Choose between autoscale billing and capacity model
| Feature | Capacity model | Autoscale Billing for Spark |
|---|---|---|
| Billing | Fixed cost per capacity tier | Pay-as-you-go for Spark jobs |
| Scaling | Capacity shared across workloads | Spark scales independently |
| Resource contention | Possible between workloads | Dedicated compute limits for Spark |
| Best use case | Predictable workloads | Dynamic or bursty Spark jobs |
You can combine both models to balance cost and performance. For example, run stable recurring workloads on capacity and move bursty or ad hoc Spark workloads to autoscale billing.
Key benefits
- Cost efficiency: Pay only for Spark job runtime.

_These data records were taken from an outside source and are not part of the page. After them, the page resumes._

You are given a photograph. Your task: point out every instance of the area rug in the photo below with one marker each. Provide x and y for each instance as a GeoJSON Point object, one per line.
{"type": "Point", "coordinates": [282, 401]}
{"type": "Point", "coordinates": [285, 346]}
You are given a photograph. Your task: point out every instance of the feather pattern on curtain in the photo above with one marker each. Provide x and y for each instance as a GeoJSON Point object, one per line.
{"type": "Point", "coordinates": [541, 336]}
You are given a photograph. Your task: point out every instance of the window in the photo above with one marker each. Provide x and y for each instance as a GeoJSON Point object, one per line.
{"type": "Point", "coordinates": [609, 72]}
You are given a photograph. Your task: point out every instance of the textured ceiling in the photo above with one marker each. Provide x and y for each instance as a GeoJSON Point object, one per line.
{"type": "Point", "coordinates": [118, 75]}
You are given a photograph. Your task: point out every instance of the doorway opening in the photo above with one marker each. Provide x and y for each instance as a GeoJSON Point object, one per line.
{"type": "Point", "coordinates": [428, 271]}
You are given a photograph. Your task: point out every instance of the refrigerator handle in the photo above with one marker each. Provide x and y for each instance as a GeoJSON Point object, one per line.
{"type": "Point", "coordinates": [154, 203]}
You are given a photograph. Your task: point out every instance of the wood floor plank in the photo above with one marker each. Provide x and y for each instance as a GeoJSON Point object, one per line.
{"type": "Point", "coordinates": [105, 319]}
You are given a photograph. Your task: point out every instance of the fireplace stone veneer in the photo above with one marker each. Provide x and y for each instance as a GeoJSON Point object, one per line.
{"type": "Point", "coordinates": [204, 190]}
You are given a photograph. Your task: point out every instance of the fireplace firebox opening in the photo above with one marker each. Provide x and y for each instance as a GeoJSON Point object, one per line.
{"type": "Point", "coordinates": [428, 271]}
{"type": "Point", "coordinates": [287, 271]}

- Independent scaling: Spark workloads run without affecting other capacity-based operations.
- Enterprise-ready: Integrates with Azure Quota Management for scaling flexibility.
How autoscale billing works
When autoscale billing is enabled:
- Spark jobs are offloaded from Fabric capacity and don't consume CU from that capacity.
- You set a maximum CU limit for Spark workloads (a quota-like limit).
- Billing remains based on Spark usage rate (
0.5 CU hour) and applies only to active job compute. - When the CU limit is reached, interactive jobs are throttled and batch jobs are queued.
- Spark usage and cost are shown separately in the Fabric Capacity Metrics app and Azure Cost Analysis.
Important
Autoscale billing is opt-in per capacity and does not burst from or fall back to Fabric capacity. It is a separate serverless pay-as-you-go model.
Job concurrency and queuing behavior
When autoscale billing is enabled, Spark concurrency is governed by the maximum Capacity Unit (CU) limit configured by the Fabric capacity admin. Unlike standard capacity, autoscale billing doesn't use bursting or smoothing.
- Interactive Spark jobs (for example Lakehouse operations, table preview, Load to Table, or interactive notebook queries) are throttled when available CUs are fully used.
- Background Spark jobs (triggered by pipelines, scheduler, API executions, Spark Job Definitions, or table maintenance) are queued.
The queue size is tied to the CU limit.
Note
If the max CU limit is 2048, the Spark queue can hold up to 2048 jobs.
This behavior keeps allocation predictable and controllable while supporting high-volume Spark workloads.
Request additional quotas
If your Data Engineering or Data Science workloads require a higher quota than your current maximum CU limit, request an increase in Azure Quotas:
- Navigate to the Azure portal and sign in.
- In the search bar, type and select Azure Quotas.
- Choose Microsoft Fabric from the list of available services.
- Select the subscription associated with your Fabric capacity.
- Edit the quota limit by entering the new CU limit that you intend to acquire.
- Submit your quota request.
After approval, the updated CU limit is applied to your Fabric capacity.